I got a bottle of isopropyl alcohol, it the main chemical in most of the expensive scree wipe products, and has other cleaning uses. Just dilute 50/50 in water and don't be tempted to drink it.


----------



## Delicious Manager (Jul 16, 2008)

quack said:


> Most of those 33 views were mine, as I couldn't read your posts through the grime.
> 
> I got a bottle of isopropyl alcohol, it the main chemical in most of the expensive scree wipe products, and has other cleaning uses. Just dilute 50/50 in water and don't be tempted to drink it.


Do not - DO NOT! - use any cleaner with alcohol in it. Just get one of the many non-alcohol screen cleaners that you can buy cheaply on sites like Amazon.


----------



## deggial (Jan 20, 2013)

heh, it's true, I don't usually convey urgency well 

thanks to all 3 for your replies.


----------



## EddieRUKiddingVarese (Jan 8, 2013)

i use Windex for everything and I mean everything - hope that helps...............


----------



## PetrB (Feb 28, 2012)

The same 'general product' sold at opticians ~ "Lens Cleaner," along with, also same source, microfiber cloth.

Gentle enough for your anti-reflection coated $$$ prescription plastic lenses, works well on the soft skin of laptop screens.

Sometimes, the microfirbre cloths are sold, slightly larger, as 'screen cleaner.' Often, you need no fluid with these cloths, but the liquid Lens Cleaner, usually in a smallish container with a push / spray button, Just a light spritz and a wipe takes care of most 'schmutz.'


----------



## KenOC (Mar 7, 2011)

EddieRUKiddingVarese said:


> i use Windex for everything and I mean everything - hope that helps...............


Windex indeed, all else is vanity. If you don't have Windex around, see ptr's post.


----------



## EddieRUKiddingVarese (Jan 8, 2013)

KenOC said:


> Windex indeed, all else is vanity. If you don't have Windex around, see ptr's post.


"two pints of tepid tap water, 4 tablespoons of white vinegar and a few drops of dishing detergent (like Fairy)"
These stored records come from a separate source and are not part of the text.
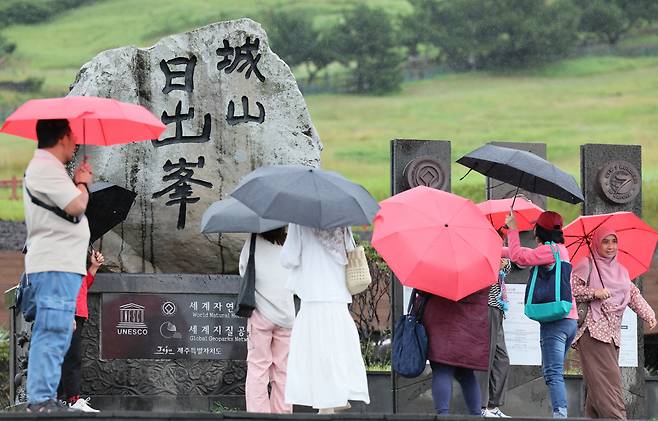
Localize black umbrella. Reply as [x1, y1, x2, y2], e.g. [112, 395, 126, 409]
[231, 165, 380, 229]
[86, 182, 137, 243]
[457, 144, 584, 205]
[200, 197, 287, 234]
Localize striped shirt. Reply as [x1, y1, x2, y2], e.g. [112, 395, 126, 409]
[488, 259, 511, 310]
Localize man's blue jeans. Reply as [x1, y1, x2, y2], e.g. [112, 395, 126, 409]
[26, 272, 82, 404]
[539, 318, 577, 418]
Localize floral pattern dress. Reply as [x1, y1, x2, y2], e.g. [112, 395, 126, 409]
[571, 274, 655, 348]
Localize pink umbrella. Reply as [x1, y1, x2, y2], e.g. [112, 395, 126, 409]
[372, 186, 502, 301]
[0, 96, 165, 147]
[563, 211, 658, 280]
[477, 197, 544, 231]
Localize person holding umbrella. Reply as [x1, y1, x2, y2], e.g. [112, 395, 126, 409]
[476, 196, 543, 418]
[200, 196, 293, 413]
[478, 227, 512, 418]
[280, 224, 370, 413]
[22, 119, 92, 413]
[421, 284, 490, 416]
[238, 227, 295, 414]
[230, 165, 377, 413]
[372, 187, 504, 416]
[58, 249, 104, 412]
[504, 211, 578, 418]
[570, 225, 656, 419]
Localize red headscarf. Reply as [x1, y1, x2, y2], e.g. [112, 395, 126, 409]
[571, 224, 631, 321]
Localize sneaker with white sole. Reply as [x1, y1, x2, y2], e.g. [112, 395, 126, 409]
[70, 397, 100, 412]
[27, 399, 79, 413]
[483, 407, 510, 418]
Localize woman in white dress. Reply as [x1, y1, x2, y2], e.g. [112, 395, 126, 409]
[280, 224, 370, 413]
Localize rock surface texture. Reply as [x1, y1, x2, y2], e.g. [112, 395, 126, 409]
[69, 18, 322, 273]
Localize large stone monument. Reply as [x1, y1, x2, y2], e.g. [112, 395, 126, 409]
[69, 18, 322, 273]
[7, 19, 323, 411]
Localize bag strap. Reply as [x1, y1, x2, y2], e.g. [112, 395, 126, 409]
[343, 227, 356, 250]
[245, 233, 257, 279]
[416, 293, 428, 321]
[407, 289, 428, 321]
[24, 185, 81, 224]
[527, 266, 538, 304]
[586, 257, 593, 287]
[526, 242, 561, 304]
[547, 243, 562, 302]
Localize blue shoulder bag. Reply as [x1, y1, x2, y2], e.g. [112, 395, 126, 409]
[524, 243, 573, 322]
[392, 289, 428, 378]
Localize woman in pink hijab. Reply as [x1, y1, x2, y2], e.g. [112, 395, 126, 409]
[571, 225, 656, 419]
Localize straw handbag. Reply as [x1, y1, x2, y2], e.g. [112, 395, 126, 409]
[346, 235, 372, 295]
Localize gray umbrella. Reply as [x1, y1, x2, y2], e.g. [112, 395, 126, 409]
[457, 144, 584, 204]
[200, 197, 287, 319]
[231, 165, 380, 229]
[200, 197, 287, 234]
Yea, sounds like good tepid stuff but what does it taste like?


----------



## quack (Oct 13, 2011)

Windex and similar window cleaning products contains ammonia which is good for removing smears from glass but can damage the plastic of LCD screens. Dilute isopropyl *IS* safe for LCD screens, it is other alcohols such as methyl or ethyl alcohol that can cause damage and commonly available rubbing alcohol is usually a mixture.
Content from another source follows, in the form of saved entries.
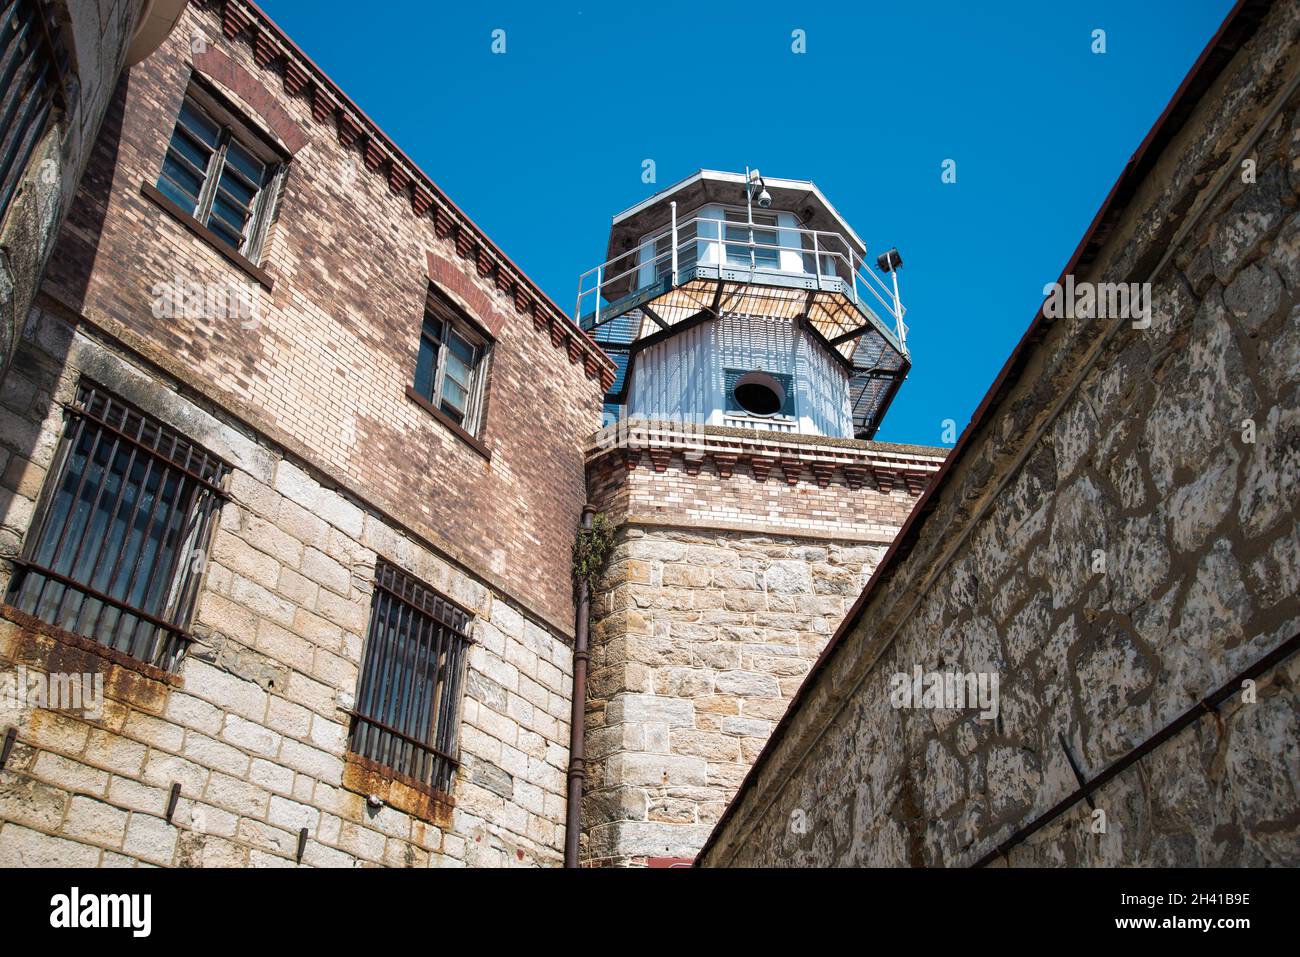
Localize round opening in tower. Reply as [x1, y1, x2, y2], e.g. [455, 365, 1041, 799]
[733, 371, 786, 417]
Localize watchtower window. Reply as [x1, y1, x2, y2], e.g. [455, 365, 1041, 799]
[655, 219, 697, 281]
[724, 210, 780, 269]
[727, 369, 793, 418]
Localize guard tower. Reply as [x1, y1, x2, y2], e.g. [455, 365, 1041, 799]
[576, 168, 910, 438]
[577, 170, 942, 867]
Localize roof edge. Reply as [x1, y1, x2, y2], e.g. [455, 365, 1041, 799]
[209, 0, 616, 386]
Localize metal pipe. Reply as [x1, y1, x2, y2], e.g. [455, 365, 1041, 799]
[564, 504, 596, 868]
[670, 201, 678, 282]
[974, 630, 1300, 867]
[890, 268, 904, 345]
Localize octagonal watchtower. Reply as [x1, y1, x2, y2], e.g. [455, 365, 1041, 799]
[576, 168, 910, 439]
[575, 170, 942, 867]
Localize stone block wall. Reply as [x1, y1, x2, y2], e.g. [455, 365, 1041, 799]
[0, 0, 149, 379]
[0, 300, 574, 867]
[581, 429, 945, 864]
[698, 0, 1300, 868]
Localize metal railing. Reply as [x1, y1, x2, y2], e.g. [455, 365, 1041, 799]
[0, 0, 68, 225]
[576, 203, 908, 349]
If you are in any doubt then simply a damp microfibre cloth (no paper towels) is best. Even tap water can do damage depending on your supply, so dampened with distilled water is best


----------



## Couchie (Dec 9, 2010)

A cloth that is damp followed by a cloth that isn't damp. Works wonders.


----------



## sharik (Jan 23, 2013)

what screens?! use a projector and a wall as the comp display.


----------



## Ryan (Dec 29, 2012)

Lemon juice, it also removes finger prints.

Thank you so much

_Ryan_


----------